OS ADULTOS SE OLHARAM MAS NINGUÉM PERGUNTOU QUEM ERA, ALIVIADOS ESTAVAM PORQUE TUDO PARECIA IGUAL COMO SEMPRE.
VOVÓ RECEBEU UM COLAR DE PÉROLAS DAS MÃOS DO PAPAI NOEL FESTEIRO E AGRADECEU COM UM SORRISO CURIOSO. MAMÃE RECEBEU UM BRINCO DE DIAMANTES, MEU PAI UM PRENDEDOR DE GRAVATAS DE OURO E, COMO MÁGICA, PRESENTES CAROS E QUASE IMPOSSÍVEIS SAÍRAM DAQUELE SACO QUASE SEM FIM PARA SURPREENDER E ALEGRAR TODA A FAMÍLIA. NO FINAL, ELE TIROU UM PACOTE PEQUENO E ME ENTREGOU, DIZENDO:
- ESSE É DO SEU AVÔ, ENTREGUE PARA ELE.
PEGUEI O PACOTE COM A MÃO ESQUERDA ENQUANTO ABRAÇAVA COM A DIREITA A BONECA FALANTE QUE NUNCA OUSEI PEDIR PORQUE ERA CARA DEMAIS...

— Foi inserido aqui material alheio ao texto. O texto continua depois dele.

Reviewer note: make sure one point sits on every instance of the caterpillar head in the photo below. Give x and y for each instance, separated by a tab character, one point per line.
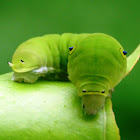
24	61
96	64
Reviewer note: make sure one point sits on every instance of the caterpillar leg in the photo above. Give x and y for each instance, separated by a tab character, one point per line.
27	77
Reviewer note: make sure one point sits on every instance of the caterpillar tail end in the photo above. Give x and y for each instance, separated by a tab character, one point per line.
92	104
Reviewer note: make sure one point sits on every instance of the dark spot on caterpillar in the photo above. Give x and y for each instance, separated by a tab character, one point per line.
124	52
83	90
83	106
21	60
103	91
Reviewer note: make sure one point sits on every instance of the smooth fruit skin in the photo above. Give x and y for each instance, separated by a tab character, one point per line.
49	110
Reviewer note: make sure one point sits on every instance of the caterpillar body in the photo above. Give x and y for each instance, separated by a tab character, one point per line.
95	64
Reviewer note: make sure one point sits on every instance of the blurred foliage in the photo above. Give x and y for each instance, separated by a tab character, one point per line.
21	20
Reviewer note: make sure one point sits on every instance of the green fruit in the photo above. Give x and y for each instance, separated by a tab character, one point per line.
50	110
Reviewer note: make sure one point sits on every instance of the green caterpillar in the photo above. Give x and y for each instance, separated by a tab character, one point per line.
95	64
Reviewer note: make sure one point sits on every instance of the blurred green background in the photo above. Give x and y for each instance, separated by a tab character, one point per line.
21	20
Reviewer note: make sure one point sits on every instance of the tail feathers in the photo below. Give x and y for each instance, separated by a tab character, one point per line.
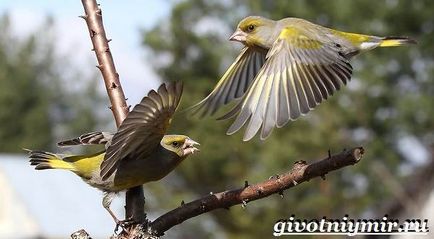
46	160
396	41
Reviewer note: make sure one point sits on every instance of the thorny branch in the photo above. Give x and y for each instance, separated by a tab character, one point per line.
134	206
301	172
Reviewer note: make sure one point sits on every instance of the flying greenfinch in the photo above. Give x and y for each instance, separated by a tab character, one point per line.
286	69
139	152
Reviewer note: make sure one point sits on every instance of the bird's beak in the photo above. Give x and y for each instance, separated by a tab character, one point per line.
188	146
239	36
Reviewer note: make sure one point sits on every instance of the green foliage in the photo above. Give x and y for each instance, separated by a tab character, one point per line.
390	97
37	106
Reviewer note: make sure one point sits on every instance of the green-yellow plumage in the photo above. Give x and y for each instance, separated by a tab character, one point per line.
286	69
139	152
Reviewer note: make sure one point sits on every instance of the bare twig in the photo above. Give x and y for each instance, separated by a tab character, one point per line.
81	234
301	172
93	15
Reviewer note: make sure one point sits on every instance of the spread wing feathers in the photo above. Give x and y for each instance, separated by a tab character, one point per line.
88	139
143	128
300	72
233	83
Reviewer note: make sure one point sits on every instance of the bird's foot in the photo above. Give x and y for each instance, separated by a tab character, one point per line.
125	225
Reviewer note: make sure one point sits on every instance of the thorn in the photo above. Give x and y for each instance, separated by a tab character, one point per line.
300	162
246	184
243	204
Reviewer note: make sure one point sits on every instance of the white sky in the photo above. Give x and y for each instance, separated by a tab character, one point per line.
122	21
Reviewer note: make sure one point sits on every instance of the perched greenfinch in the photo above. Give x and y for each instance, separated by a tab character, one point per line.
139	152
286	69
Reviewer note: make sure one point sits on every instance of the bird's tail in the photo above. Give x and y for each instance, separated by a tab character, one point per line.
396	41
46	160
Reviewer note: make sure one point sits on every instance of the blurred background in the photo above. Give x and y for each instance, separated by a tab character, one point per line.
51	90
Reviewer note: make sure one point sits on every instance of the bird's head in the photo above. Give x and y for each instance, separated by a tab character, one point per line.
182	145
255	31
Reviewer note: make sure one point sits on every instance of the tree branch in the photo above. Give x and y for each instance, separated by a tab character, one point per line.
134	205
301	172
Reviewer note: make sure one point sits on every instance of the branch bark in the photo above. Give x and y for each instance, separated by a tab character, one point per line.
301	172
134	202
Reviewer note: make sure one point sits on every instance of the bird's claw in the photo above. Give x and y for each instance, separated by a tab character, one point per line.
125	224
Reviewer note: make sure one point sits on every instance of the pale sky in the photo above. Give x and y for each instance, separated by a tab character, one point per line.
122	21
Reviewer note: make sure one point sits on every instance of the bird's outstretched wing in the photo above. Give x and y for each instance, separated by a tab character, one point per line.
143	128
301	70
93	138
233	83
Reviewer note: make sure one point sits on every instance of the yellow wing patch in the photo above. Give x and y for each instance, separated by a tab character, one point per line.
299	38
354	38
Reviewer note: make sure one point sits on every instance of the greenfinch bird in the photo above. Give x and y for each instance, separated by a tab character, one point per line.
139	152
286	69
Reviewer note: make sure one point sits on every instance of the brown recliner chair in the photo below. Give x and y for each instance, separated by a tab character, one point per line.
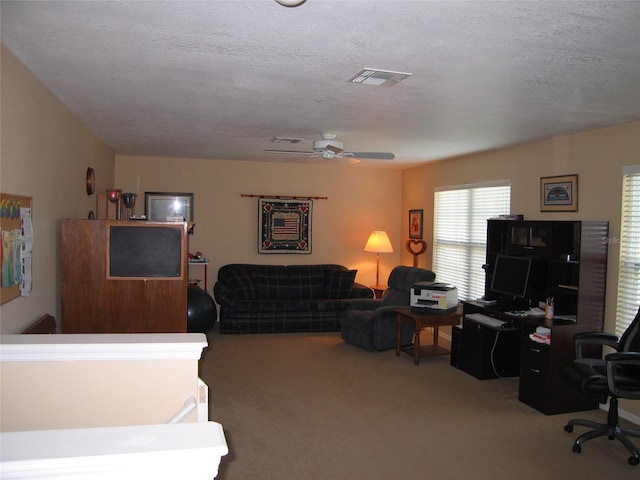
371	323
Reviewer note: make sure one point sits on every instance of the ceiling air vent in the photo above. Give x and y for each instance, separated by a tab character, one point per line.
382	78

ELE CUMPRIMENTOU TODOS E SAIU, TIMIDO E DISCRETO, PELA PORTA DOS FUNDOS DA CASA.
QUANDO DESAPARECEU A PERGUNTA SURGIU GIGANTE NA SALA:
- AFINAL, QUEM ERA?
- VOCÊS EXAGERARAM NO PRESENTE, MURMUROU VOVÓ. CUSTA CARO DEMAIS UM COLAR DE PÉROLAS... QUEM COMPROU?
SILÊNCIO. NINGUÉM SE MANIFESTOU.
- E OS BRINCOS MARAVILHOSOS DE DIAMANTES QUE GANHEI? - ECOOU MAMÃE.
NOVAMENTE, SILÊNCIO.
UM POR UM PERGUNTOU A ORIGEM DE SEU PRESENTE ENQUANTO CAMINHEI ATÉ O QUARTO DE MEU AVÔ. PARECIA ADORMECIDO MAS SEU CORPO ESTAVA IMÓVEL. AINDA MORNO, MAS IMÓVEL.
COMPREENDI A MORTE POIS MINHA CACHORRINHA TINHA MORRIDO HAVIA UM MÊS. SENTEI-ME AO SEU LADO E, CHORANDO, RELATEI A SURPRESA DE UM PAPAI NOEL GENEROSO E DESCONHECIDO QUE HAVIA ENTRADO EM NOSSA FESTA, ENQUANTO ABRIA O PRESENTE DE MEU VELHINHO AMADO.
EMBRULHADO, CUIDADOSAMENTE, LHE ENTREGUEI UM RELÓGIO SEM PONTEIROS.
ESSE FOI O ÚLTIMO NATAL DE MINHA INFÂNCIA.